Medea semper sum

Caroline Stein et les danseurs de Sasha Waltz
photographiés par Sebastian Bolesch.

 

Dans la pièce de Sénèque arrive un moment où la femme abandonnée rejoint la figure mythique que son nom incarne : Medea nunc sum. Maintenant, je suis Médée. Maintenant je suis la femme qui tue ses enfants, la mère qui se venge du mari. Dans le livret de Heiner Müller, qu’a choisi Dusapin, Médée est là d’emblée. Seule sur scène, loin de l’agitation d’une histoire remplie de personnages qui cherchent chacun à faire valoir leur point de vue, elle déroule son drame avec l’évidence d’un souvenir, comme si les meurtres avaient déjà eu lieu et l’avaient laissée dans l’état d’isolement qui va la pousser à les commettre. Les danseurs de Sasha Waltz viennent peupler cette psyché désolée (que ne pénètrent que quelques voix, échos de l’extérieur ou du passé) de leurs mouvements rampants ou heurtés. Après un tombé de rideau (le mythe ne lève pas le mystère, il le présente), le fond de la scène dégorge leurs corps allongés, une ligne d’horizon qui enfle et se referme sur elle-même, sur le vide qui bientôt va encercler Médée.

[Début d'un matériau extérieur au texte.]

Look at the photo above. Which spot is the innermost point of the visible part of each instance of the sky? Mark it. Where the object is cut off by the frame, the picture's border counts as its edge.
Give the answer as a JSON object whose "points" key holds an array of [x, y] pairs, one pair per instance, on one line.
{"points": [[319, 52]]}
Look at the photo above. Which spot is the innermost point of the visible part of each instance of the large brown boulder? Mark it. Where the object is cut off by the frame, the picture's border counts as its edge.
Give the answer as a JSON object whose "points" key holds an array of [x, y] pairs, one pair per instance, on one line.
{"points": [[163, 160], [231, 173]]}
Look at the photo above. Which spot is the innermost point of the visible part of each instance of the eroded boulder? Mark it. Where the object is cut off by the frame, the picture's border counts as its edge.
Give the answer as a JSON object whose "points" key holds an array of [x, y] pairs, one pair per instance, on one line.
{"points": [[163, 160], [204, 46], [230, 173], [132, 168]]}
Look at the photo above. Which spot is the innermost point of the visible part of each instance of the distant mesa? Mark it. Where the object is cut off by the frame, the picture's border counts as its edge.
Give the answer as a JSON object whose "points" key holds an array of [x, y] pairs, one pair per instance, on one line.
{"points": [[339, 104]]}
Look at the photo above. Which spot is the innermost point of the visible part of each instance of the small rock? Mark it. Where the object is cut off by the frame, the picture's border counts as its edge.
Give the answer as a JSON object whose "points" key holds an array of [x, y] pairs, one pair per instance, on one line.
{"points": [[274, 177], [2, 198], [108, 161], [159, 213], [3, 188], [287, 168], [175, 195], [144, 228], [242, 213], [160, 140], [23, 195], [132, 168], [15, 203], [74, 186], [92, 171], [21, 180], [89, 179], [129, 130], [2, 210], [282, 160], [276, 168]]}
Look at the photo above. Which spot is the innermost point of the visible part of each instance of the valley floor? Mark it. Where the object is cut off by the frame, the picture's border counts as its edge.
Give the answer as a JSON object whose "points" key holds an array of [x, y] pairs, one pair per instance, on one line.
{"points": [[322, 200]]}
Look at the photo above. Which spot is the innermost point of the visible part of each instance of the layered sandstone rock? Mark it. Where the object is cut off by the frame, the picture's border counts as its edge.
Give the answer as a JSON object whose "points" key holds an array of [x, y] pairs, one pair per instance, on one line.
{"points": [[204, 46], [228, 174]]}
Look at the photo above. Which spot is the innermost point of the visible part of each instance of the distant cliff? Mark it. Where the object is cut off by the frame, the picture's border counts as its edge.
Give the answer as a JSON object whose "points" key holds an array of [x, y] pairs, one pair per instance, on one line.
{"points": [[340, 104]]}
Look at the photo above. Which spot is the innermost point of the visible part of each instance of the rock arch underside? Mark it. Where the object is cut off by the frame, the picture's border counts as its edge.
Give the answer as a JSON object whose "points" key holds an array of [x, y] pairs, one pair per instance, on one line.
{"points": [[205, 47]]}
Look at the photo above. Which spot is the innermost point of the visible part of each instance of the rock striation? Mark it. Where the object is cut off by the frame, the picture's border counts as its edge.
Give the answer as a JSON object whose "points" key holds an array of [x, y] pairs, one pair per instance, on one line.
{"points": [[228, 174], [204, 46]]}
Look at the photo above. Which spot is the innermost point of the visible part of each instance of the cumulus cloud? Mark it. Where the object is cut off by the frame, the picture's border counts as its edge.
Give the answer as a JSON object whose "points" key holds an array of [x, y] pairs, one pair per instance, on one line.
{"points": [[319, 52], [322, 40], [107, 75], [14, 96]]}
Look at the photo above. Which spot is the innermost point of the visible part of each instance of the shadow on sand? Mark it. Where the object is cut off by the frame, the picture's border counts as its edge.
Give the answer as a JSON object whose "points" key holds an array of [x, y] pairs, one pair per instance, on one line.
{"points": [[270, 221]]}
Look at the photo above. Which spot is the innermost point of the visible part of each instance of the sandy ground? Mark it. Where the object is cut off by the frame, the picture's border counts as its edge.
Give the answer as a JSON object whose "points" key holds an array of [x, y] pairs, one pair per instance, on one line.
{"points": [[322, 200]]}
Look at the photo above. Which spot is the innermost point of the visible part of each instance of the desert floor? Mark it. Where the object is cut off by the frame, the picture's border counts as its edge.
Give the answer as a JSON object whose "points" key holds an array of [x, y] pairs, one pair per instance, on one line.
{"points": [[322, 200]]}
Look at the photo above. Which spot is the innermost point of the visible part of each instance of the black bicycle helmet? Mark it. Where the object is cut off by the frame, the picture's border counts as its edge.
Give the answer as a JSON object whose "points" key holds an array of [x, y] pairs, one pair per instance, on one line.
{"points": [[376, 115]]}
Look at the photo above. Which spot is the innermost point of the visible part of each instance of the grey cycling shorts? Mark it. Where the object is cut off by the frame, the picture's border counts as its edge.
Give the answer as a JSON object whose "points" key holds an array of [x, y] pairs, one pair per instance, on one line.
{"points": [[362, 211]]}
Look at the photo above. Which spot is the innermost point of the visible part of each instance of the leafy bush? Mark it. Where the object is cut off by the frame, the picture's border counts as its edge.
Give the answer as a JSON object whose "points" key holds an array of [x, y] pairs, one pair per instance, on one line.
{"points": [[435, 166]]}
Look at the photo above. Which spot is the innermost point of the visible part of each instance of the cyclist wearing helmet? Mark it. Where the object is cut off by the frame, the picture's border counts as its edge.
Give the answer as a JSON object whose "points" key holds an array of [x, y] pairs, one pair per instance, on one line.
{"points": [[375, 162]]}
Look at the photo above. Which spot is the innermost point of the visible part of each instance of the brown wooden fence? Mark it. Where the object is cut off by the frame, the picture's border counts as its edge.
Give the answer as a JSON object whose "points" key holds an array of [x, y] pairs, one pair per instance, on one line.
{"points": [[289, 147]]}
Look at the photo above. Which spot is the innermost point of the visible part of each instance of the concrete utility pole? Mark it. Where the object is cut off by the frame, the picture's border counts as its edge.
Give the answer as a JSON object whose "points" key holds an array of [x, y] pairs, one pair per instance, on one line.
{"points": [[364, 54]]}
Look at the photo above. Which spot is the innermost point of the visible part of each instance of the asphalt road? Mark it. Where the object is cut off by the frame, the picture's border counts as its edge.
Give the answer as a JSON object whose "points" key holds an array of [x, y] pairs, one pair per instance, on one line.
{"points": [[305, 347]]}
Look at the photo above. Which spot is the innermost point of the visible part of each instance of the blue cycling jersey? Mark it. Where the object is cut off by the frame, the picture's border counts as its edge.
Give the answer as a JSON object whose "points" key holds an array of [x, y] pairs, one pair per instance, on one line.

Le mythe peu à peu prend vie, comme le bas-relief suspendu au fond de la scène, dont on découvre avec stupeur, presque horreur, qu’il n’est pas un décor mais une fresque humaine, qui se met lentement à grouiller comme un cloaque : les danseurs font affleurer toute la misère humaine, sa douleur, ses plaies, ses ivresses. Ils ne racontent rien, rendent visibles seulement les remuements de l’âme humaine, trop souterrains encore pour être vraiment des émotions. C’est dans cet entre-deux, entre instinct et déraison, que croît le ressentiment et se fomente la vengeance de Médée : Circé, dont le nom n’est jamais prononcé, s’est enflammée, les enfants se sont vidés du sang de leur père – ingénieusement contenu dans la balle des enfants et dans les perles de la jeune mariée.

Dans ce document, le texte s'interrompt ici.